Bologna is the kind of city in Italy that one visits not for ancient Roman ruins (there's a tiny bit), grandiose cathedrals (sure, they have churches just like every other town in Italy), or the longest portico in the world (actually, that was kind of cool), but for the food. I spent 5 days in Bologna 2 years ago, and most of the time was spent eating (and drinking!). Parma and Modena are both easy drives from Bologna, which you might recognize as the important producers, respectively, of Parmigiano Reggiano cheese and the Traditional Balsamic Vinegar of Modena D.O.P., which is how our guide Alessandro referred to it every. single. time. he. talked. about. balsamic. vinegar. I also did a day long cooking class in Bologna, which is where I first had fried squash blossoms. They weren't even stuffed with anything, just a simple flour and club soda batter (with a small splash of brandy for extra flavor), then fried and sprinkled with salt. Sitting on a balcony in Italy on a breezy June evening as the sun set, sipping sparkling wine and chowing down on fried squash blossoms is kind of awesome, in case you were wondering. However, if you can't afford to do that on a regular basis (though I am almost out of my Traditional Balsamic Vinegar of Modena D.O.P. ....), try making them yourself at home. You could just pick up a few at the PSU Farmer's Market, or even better, if you have 827 zucchini in your garden right now, save yourself the heartache of having to sneak some zucchini onto your neighbor's porch and harvest the blossoms instead.
18 squash blossoms, brushed of dirt and/or stowaway bugs (you can wash them but they're fairly fragile so I wouldn't recommend it unless they're super dirty)

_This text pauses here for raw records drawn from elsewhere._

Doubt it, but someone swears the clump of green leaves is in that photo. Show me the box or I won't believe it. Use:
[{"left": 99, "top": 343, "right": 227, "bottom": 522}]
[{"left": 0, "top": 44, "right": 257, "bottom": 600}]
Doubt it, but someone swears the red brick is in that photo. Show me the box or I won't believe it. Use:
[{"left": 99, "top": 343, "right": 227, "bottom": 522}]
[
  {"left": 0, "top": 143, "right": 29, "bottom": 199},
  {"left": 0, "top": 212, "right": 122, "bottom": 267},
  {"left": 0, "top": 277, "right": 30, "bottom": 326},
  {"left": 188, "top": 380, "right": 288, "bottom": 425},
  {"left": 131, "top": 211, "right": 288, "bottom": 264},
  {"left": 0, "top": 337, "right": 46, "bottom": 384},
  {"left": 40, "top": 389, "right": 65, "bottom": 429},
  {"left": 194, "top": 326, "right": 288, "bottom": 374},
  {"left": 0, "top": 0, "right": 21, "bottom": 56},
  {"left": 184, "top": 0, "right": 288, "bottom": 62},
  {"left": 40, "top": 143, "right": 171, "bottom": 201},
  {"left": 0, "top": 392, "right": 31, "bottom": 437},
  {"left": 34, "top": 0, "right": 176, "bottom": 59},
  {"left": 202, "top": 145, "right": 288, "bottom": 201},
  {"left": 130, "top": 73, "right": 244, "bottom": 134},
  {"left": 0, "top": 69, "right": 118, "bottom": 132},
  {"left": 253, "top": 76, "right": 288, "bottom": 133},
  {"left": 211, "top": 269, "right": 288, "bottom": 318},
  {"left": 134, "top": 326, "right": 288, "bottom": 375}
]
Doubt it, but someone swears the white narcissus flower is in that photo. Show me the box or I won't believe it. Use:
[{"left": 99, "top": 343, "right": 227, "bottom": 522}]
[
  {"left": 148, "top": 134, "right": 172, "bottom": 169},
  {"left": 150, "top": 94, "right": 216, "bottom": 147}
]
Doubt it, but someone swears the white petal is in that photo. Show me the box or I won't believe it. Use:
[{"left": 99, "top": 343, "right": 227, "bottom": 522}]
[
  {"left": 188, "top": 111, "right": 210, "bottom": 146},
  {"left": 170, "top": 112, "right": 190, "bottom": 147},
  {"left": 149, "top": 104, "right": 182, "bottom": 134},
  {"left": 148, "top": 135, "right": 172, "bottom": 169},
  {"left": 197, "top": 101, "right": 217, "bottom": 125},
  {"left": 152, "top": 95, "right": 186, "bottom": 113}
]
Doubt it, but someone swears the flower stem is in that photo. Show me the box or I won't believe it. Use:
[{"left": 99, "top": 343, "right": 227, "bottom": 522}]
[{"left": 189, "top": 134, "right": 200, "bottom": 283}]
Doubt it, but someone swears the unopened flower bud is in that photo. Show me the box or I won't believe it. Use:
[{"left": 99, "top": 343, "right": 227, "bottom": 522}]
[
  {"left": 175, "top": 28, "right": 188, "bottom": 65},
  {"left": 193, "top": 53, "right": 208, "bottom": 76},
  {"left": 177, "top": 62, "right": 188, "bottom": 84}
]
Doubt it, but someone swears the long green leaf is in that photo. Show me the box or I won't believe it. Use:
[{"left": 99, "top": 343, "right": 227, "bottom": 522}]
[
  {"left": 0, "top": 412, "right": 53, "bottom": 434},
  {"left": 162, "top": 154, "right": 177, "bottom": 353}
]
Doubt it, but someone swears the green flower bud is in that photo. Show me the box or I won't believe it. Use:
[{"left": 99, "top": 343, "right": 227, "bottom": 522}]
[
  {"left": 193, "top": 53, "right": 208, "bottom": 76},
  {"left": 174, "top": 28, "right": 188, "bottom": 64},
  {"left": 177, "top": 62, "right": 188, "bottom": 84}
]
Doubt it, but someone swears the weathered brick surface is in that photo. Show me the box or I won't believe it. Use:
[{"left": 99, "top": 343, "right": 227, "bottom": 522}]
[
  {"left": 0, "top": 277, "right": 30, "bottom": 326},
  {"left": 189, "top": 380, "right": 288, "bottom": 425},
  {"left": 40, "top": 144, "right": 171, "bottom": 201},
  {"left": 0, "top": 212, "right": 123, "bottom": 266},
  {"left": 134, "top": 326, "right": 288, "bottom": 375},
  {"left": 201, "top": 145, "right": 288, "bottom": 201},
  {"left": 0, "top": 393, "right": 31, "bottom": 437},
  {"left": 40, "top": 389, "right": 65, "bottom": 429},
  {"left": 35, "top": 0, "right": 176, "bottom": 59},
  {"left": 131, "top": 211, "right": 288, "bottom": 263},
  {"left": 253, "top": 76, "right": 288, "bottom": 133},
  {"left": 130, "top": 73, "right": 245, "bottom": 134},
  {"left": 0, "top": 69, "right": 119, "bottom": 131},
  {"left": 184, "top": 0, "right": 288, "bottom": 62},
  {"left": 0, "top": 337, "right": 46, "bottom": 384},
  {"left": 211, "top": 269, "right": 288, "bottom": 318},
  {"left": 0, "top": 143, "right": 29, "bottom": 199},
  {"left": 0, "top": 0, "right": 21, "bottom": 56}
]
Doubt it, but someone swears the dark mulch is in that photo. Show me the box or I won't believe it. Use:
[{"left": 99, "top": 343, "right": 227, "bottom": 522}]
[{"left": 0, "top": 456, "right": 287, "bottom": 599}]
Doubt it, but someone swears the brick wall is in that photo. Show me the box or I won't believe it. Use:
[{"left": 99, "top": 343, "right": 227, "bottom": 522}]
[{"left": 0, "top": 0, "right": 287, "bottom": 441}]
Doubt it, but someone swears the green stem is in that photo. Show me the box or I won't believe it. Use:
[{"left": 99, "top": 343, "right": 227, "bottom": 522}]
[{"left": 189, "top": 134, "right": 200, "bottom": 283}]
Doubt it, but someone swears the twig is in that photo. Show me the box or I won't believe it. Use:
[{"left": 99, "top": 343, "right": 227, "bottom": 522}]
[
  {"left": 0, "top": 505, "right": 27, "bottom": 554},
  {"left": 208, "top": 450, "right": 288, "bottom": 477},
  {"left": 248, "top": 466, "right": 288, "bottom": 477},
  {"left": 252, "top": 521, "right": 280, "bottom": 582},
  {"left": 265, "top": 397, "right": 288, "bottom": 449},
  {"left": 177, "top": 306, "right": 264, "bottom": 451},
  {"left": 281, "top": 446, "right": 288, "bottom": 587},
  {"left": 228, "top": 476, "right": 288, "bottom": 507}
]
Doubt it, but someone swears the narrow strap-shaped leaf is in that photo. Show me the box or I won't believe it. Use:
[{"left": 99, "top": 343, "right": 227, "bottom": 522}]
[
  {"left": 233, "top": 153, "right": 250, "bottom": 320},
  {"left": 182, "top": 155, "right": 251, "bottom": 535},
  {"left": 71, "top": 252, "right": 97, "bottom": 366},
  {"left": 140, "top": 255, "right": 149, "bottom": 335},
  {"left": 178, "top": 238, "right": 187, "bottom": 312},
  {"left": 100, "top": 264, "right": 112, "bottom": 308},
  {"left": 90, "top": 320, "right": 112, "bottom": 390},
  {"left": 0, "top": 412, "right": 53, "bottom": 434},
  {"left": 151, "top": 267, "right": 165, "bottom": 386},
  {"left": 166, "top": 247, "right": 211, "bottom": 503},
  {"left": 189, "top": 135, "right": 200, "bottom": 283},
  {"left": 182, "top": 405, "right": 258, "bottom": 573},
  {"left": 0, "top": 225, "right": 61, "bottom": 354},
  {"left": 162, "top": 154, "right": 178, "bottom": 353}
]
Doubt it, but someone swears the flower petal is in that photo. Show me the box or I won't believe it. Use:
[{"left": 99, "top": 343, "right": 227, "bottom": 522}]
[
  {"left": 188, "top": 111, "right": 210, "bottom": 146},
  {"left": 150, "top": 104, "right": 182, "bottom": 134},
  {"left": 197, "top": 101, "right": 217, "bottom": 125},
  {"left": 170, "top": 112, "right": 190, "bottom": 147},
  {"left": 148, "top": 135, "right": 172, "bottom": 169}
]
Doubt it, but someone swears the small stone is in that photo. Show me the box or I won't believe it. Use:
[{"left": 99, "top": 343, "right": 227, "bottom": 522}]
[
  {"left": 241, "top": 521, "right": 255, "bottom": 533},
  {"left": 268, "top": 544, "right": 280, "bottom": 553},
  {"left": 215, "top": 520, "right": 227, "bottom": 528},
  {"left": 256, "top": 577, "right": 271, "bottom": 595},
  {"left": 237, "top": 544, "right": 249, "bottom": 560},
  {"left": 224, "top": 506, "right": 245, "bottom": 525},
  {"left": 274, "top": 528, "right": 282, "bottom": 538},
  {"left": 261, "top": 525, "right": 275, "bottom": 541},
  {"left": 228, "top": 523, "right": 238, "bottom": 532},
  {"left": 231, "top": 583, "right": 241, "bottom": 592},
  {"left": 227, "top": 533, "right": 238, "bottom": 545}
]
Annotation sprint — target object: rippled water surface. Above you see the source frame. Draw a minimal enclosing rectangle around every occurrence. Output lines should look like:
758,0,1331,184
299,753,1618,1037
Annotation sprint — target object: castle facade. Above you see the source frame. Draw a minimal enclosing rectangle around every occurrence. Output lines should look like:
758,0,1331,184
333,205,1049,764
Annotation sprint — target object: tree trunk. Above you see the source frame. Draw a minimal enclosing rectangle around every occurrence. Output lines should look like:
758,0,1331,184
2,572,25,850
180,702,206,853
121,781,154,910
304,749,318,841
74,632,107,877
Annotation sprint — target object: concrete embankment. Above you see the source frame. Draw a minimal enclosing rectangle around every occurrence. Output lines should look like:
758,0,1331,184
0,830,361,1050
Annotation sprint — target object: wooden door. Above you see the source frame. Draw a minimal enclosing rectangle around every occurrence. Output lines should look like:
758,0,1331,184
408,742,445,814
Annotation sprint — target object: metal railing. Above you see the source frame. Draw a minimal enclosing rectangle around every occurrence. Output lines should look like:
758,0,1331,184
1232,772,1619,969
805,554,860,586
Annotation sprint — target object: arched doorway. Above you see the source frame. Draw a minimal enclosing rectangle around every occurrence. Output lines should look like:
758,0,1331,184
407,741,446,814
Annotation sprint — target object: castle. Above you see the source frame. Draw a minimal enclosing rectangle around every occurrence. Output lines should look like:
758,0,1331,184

6 oz fromage blanc (or goat cheese)
2 garlic cloves, finely chopped
1 Tbsp finely chopped fresh flat leaf parsley
6 skinny scallions, finely chopped
1 cup all purpose flour
1/2 tsp kosher salt
3/4 cup seltzer water/club soda
optional splash of brandy
vegetable oil, for frying
1. Mix the flour and salt in a medium-sized bowl.
2. In a small bowl, mix together the garlic, scallions, and parsley. Add half of this mixture to the flour. To the remaining garlic-scallions-and-parsley, add the fromage blanc or goat cheese and stir until incorporated.
3. Carefully open the squash blossoms and spoon in a little of the cheese mixture, about a Tbsp's worth. Close the petals around the cheese filling and slightly twist the ends together to keep the cheese from leaking out later.
4. Heat a large, deep bottomed skillet or pot over medium heat and pour in 1/2 inch depth of vegetable oil. As always for proper frying technique- think crispy, not oily/soggy!!- have your handy-dandy infrared or regular kitchen thermometer nearby so you can periodically check for when the oil has reached the proper temperature.
5. Into the flour, pour the club soda and splash of Brandy, if using. Whisk until a thin batter is formed, about the consistency of a crepe batter.
6. Once your oil temperature has reached 375 degrees, start dipping the stuffed squash blossoms one at a time in the batter (this is why you should leave a bit of the stem attached, because it makes for a convenient handle), then carefully slip it into the hot oil. Add as many as will fit in your pan without touching/overcrowding. I was able to fry five at a time. Adjust the stovetop temperature as necessary to maintain the oil at 375 degrees.
7. Fry each blossom for about 90 seconds and then flip over, for a total of 3 minutes cooking time, or until each blossom is lightly golden brown. Remove from the oil with a slotted spoon and place on a wire rack or a paper towel-lined plate to soak up any excess oil. Repeat with the remaining blossoms until finished. Once cool enough to try, eat one to see if it needs any more salt, and if so, lightly sprinkle the finished fried blossoms with kosher or sea salt.
8. You can serve plain or with some marinara sauce for dipping. Both ways are tasty!